Installing Thermostatic Valves
A thermostatic valve lets you control the temperature of individual radiators in different rooms and makes your central heating system more efficient. Also known as a TRV, the valve works by setting a temperature for the room, and once the temperature is reached the valve will automatically switch off the hot water supply to the radiator. This cycle repeats as necessary to keep the room at the desired temperature.

Your plumber should not charge you extra to fit a thermostatic valve, but the valve itself may be an extra cost to the price when purchasing the radiator.

Installing Additional Radiators
If you have a room that requires more heat, or you have added a room via an extension, you will want to install a new radiator. In this scenario, you will need to check that your boiler can handle the additional radiator. Consult your heating engineer who will be able to work this out for you.

The price for installing additional radiators around the home depends on the amount of work required to add new pipework and how accessible the existing pipework is. Again, the actual price will depend on which region you live in, but as a rough guide, it should cost between £150 -£300. Installing a new radiator should not take more than a day to complete.

Radiator Bleeding Costs
When the air becomes trapped in a radiator it reduces the efficiency of your central heating systems and causes cold spots to appear within radiators. The less efficiently your heating system is running means the more energy you consume to achieve the right temperature. This will also increase the cost of your energy bills.

While bleeding a radiator falls comfortably into many people’s DIY skill set, you may prefer to hire a plumber to do it for you. If you hire a professional, they will check all of the radiators in the house to determine which ones need bleeding. We’ll be more than happy to help with all your radiator maintenance needs. Get in touch with us at Perfect Plumbers today!

Once the central heating has been turned off and the radiators left to cool, the engineer will bleed each radiator to let the air escape. Following this, the engineer will then turn the heating back on and check that the bleeding has been successful and resolved any problems.

The total cost for radiator bleeding should not be more than £150 and in some areas as little as £75.

radiator-installation-cost

FAQs

Where is the best place to install a radiator?
Typically, a radiator should be installed in the coldest part of the room, but you should avoid putting large items of furniture in front of it. You should also keep the radiator away from curtains as these will take most of the heat, rather than heating the room.
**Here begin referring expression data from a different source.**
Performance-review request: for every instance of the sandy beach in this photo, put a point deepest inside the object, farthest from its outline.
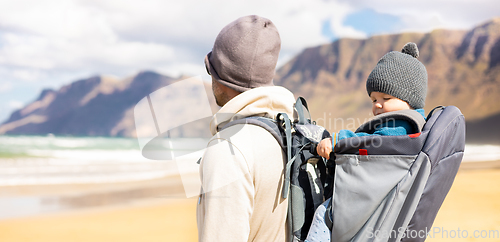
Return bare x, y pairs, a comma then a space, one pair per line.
473, 205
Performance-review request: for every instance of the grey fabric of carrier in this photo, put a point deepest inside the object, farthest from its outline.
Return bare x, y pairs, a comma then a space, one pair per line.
394, 192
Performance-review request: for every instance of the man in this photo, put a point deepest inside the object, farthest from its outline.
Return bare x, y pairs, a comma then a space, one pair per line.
242, 167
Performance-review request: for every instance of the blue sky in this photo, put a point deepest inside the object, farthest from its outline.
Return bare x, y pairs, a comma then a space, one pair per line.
51, 43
What size radiator do I need?
The right size for your radiator depends on the size of the room it is heating and what the room is used for. A plumber or heating engineer will be able to help you calculate the right radiator size using the British Thermal Unit (BTU) scale.

Can I paint my radiators?
Radiators should only be painted with radiator paint that has been designed to stay on hot metal surfaces without discolouring. The radiator should also be primed before being painted and turned on within 24 hours to properly ‘cure’ the paint.

When painting a radiator, take care not to paint over any valves or nuts as it could make them hard to loosen in the future.

What is a lockshield valve?
A lockshield valve allows water from the system to flow into the radiator. Lockshield valves are used to control the flow of the water and ensure that the radiators all heat up at the same rate.

What is the difference between thermostatic radiator valves (TRV) and manual valves?
A thermostatic radiator valve works to control the temperature of an induvial radiator using a built-in thermostat. The valve automatically opens and restricts the flow of water into the radiator to keep the room at the desired temperature.

A manual valve can only control the temperature of the radiator without taking into account the room temperature. With a manual valve, the radiator is either on or off.

Can a thermostatic radiator valve be fitted to a heated towel rail?
Yes, a TRV can be fitted to any radiator. However, you should keep in mind that in rooms that are often humid such as bathrooms and kitchens can cause TRVs to give false readings.